This raw recreation of the real-life lawbreaking Cody family - along with mesmerizing performances by Ben Mendelsohn and Jacki Weaver - sent chills down my spine, and in this critics eyes, Michod delivered the best crime film within the last 10 years.
Now, in 2014, Michod is back with another engagement in brutality, but he presents a story of a very different kind in “The Rover”.
Set in Australia and 10 years after “The Collapse”, life in this barren desert is the farthest place from creature comforts this side of 1986 Chernobyl.
Although the skies are constantly blue, the sun beats down and on the distant mountains and bakes the dry desert floor.
With no hint of rainwater or - more important - a functioning economy any where in sight, life after “The Collapse” certainly is a miserable existence.
For our “hero”, Eric (Guy Pearce), he seems equally miserable.
Pulling up to a ransacked shanty of a building in his dusty and dirty 4-door sedan, he walks inside and orders a stiff drink.
Suddenly, three men - from out of nowhere - steal something from Eric, and now, he steadfastly pursues them to reclaim his possession.
Although set sometime in the near future, Michod’s movie really is an old-fashioned Spaghetti Western, and Eric tries to right a wrong, by committing - of course - lots of wrongs himself!
Not only depressed and desperate, Eric is now angry and vengeful.
I am not exactly sure what one would call this toxic concoction of a personality test, but trust me, you don’t want to mess with a D.D.A.V.
Pearce is excellent.
He’s brooding and dangerous, and Pearce shows how menacing he can be in the most unpredictable and shocking ways.
Eric must have a reason for his over-the-top relentless pursuit of what is rightfully his, but perhaps there is no explanation.
He lived in a life misery for so long, maybe this is his breaking point.
Rey claims he knows where the three perpetrators are located, so Eric takes him along for the ride as a guide through an ugly wasteland and dotted with a scant hint of humanity.
We discover the general populous is in most need of food and petrol, but no one seems to be bringing adequate supplies to replenish the dilapated general stores.
This is an ugly picture.
Michod waves his magic wand and a completely depressing and an unappealing environment surrounds us at every turn.
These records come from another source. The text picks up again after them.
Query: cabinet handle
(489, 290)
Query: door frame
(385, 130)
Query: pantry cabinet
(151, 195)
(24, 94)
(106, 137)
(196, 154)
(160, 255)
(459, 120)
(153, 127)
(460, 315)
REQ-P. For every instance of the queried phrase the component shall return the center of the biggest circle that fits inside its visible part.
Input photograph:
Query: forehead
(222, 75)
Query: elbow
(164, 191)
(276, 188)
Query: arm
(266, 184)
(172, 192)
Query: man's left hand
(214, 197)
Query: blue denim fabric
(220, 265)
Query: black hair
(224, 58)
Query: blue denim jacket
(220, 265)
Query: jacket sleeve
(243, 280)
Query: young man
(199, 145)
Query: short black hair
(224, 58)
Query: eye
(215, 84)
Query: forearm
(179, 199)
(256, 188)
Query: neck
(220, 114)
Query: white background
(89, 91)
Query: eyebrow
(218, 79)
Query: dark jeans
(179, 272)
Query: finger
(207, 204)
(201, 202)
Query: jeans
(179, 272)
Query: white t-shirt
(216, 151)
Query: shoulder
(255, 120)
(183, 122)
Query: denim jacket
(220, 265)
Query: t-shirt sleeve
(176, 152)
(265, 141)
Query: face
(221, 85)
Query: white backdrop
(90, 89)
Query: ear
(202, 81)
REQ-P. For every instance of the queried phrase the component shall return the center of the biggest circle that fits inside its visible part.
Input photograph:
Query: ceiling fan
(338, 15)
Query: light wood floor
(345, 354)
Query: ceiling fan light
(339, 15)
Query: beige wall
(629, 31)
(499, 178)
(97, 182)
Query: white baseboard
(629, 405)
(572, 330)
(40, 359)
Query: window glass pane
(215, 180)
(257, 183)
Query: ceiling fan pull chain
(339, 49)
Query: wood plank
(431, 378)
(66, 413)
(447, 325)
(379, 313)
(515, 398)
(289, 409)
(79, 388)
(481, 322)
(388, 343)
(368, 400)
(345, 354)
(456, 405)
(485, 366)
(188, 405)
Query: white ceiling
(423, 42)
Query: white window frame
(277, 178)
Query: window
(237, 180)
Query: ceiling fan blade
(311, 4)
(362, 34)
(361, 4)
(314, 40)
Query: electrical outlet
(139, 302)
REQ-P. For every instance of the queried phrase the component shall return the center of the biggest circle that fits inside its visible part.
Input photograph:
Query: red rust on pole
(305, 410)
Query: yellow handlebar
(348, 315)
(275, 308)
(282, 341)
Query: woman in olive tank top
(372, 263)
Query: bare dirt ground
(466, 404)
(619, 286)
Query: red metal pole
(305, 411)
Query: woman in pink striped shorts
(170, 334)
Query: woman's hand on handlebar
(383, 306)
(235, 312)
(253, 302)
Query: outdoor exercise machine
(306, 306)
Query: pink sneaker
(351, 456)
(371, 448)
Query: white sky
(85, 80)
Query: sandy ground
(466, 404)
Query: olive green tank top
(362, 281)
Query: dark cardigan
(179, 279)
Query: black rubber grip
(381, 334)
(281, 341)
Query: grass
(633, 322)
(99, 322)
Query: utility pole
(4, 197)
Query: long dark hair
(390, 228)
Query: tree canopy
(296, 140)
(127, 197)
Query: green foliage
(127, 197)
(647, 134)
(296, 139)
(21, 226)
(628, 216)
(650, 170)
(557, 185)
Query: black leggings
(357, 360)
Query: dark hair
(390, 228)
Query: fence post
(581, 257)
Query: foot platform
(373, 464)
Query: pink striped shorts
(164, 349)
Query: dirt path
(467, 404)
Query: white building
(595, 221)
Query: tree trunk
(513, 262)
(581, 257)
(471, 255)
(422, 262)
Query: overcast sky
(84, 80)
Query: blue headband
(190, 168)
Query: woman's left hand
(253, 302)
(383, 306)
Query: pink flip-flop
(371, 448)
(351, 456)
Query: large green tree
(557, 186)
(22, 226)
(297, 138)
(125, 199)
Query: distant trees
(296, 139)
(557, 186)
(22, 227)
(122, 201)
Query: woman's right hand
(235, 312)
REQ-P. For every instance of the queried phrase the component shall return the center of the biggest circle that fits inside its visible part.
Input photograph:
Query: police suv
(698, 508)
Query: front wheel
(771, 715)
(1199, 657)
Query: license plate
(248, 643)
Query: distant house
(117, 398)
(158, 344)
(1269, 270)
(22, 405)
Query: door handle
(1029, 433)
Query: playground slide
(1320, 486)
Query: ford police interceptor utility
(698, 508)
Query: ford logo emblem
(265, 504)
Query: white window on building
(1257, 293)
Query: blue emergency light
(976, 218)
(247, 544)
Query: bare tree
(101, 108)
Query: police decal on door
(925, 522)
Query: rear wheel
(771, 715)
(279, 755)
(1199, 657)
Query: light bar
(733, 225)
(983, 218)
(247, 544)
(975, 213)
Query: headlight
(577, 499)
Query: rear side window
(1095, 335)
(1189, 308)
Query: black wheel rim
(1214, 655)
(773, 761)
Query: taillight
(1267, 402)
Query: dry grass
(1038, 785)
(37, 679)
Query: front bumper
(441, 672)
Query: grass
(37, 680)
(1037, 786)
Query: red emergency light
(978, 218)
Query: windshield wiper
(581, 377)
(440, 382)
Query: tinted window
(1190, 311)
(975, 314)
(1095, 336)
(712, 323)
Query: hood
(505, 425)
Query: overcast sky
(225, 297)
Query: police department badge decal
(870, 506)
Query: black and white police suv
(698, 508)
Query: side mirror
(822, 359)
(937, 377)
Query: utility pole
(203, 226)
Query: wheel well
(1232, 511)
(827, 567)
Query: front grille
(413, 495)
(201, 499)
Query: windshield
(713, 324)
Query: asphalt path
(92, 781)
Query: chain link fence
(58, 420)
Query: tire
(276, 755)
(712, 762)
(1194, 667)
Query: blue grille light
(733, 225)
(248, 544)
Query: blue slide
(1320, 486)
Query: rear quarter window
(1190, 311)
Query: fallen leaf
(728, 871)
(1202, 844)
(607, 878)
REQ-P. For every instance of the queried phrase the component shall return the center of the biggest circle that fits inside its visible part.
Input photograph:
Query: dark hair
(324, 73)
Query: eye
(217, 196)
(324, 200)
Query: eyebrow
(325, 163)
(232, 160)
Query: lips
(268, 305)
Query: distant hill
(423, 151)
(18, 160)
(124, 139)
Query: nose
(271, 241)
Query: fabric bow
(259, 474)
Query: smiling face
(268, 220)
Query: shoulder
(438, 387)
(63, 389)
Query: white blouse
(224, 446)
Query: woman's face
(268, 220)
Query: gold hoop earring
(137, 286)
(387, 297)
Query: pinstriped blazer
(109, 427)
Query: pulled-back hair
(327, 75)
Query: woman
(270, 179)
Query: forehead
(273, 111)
Through the hopelessness, however, we do hope for Eric.
His tireless methods to demand satisfaction - like the Terminator on a relentless quest - peak our interest as violent collision course is inevitable.
“The Rover” certainly isn’t a fun movie, but it is beautifully crafted and captured.
In the end, Michod offers a very memorable experience in a time I hope we never see.